43% of a $600 million/yr mostly medicare brokerage was business submitted only via unassisted and partially agent-assisted enrollments. How long until 95% of those enrollments are online?
- 43% of fourth quarter 2020 applications for Medicare major medical products(b) were submitted by eHealth's customers online, which includes unassisted and partially agent-assisted online enrollments. For the full year 2020, 37% of eHealth's applications for Medicare major medical products were submitted online.

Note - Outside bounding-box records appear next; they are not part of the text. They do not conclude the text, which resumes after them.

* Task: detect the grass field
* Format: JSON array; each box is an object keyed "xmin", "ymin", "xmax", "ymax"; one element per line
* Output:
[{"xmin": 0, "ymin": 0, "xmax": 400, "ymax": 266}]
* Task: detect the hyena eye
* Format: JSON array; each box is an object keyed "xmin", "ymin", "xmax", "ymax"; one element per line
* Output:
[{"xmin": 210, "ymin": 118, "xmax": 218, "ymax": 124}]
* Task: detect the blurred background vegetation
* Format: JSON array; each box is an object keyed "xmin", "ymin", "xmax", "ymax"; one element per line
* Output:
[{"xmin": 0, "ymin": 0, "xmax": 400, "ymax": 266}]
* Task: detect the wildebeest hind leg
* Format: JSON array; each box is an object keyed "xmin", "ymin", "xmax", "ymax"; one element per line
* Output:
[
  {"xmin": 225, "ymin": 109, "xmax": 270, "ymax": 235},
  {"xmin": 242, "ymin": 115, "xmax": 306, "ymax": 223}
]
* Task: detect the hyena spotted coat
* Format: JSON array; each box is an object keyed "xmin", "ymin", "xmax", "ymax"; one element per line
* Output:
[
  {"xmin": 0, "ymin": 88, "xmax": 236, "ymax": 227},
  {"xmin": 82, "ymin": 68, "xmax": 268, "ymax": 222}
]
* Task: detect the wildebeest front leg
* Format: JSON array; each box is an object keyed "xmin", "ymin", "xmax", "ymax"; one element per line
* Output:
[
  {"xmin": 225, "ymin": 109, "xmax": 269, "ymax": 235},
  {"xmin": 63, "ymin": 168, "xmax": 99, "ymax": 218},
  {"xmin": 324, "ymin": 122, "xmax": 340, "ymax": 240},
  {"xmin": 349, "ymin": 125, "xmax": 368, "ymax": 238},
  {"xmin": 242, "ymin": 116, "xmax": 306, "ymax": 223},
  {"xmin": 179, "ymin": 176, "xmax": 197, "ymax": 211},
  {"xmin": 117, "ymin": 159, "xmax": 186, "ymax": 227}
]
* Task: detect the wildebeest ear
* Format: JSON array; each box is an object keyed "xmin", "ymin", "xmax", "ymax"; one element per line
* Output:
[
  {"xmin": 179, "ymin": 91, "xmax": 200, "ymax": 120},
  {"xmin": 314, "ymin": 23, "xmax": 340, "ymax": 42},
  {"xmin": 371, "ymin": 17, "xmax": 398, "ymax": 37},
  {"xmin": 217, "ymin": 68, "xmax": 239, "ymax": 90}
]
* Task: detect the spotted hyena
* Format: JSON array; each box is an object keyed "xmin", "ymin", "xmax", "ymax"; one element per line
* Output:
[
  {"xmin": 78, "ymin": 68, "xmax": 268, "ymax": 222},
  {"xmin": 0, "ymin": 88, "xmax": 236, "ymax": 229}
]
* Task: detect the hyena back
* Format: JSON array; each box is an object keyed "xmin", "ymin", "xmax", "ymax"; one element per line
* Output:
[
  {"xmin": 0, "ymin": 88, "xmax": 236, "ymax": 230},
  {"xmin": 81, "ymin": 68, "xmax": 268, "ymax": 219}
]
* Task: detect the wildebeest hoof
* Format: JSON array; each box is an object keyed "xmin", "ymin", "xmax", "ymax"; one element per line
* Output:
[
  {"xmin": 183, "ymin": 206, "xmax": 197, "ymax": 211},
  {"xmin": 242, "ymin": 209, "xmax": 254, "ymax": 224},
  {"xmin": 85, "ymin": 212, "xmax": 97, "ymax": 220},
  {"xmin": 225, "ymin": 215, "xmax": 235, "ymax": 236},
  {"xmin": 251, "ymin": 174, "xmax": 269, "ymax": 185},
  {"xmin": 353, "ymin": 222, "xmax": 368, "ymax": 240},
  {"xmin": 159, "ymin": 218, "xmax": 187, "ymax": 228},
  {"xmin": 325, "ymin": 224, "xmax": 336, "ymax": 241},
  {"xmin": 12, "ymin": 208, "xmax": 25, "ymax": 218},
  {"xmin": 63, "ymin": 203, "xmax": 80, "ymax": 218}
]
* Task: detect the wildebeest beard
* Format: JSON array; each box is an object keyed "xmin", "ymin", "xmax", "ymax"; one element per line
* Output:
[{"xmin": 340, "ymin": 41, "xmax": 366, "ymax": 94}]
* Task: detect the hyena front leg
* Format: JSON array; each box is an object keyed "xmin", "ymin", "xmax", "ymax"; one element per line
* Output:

This compares to 36% and 27% of Medicare major medical product applications that were submitted online in the fourth quarter and full year 2019, respectively.
- In-house eHealth Medicare agents represented approximately 57% of the average telesales headcount for the fourth quarter of 2020 compared to approximately 33% in the fourth quarter of 2019. "
or how about this? "eHealth believes its fourth quarter Medicare enrollments were negatively impacted by the underperformance of its external agent force as well as some of its marketing channels...To address the issues that impacted performance, eHealth is actively shifting telesales to a predominantly internal, full time agent model."
now go take a look at the cold calling and TCPA rules that make calling harder every year, as well as covid 19 in person issues... these next few years will see a HUGE increase in online enrollments.
This trend will continue: most agents will go out of business while a small handful of hyper technologically advanced firms will win everything.
There are plenty of products on Amazon, both routine and complicated, that people buy without a personal advisor, a local resource.
Is there that much of a difference from someone taking a call from a FE or Medicare call center and buying a policy, than that same person shopping online on Amazon or WalMart or whatever and reading product details and reviews and buying a policy?
Millions more MAPDs are bought by seniors by responding to ads or self-shopping on Medicare.gov than are purchased from agents.
Bigger teams have better customer service AND clients dont want to talk to you. They dont want you in their dining room pitching insurance to them, and they definitely dont want you calling them without a pre-arranged reason.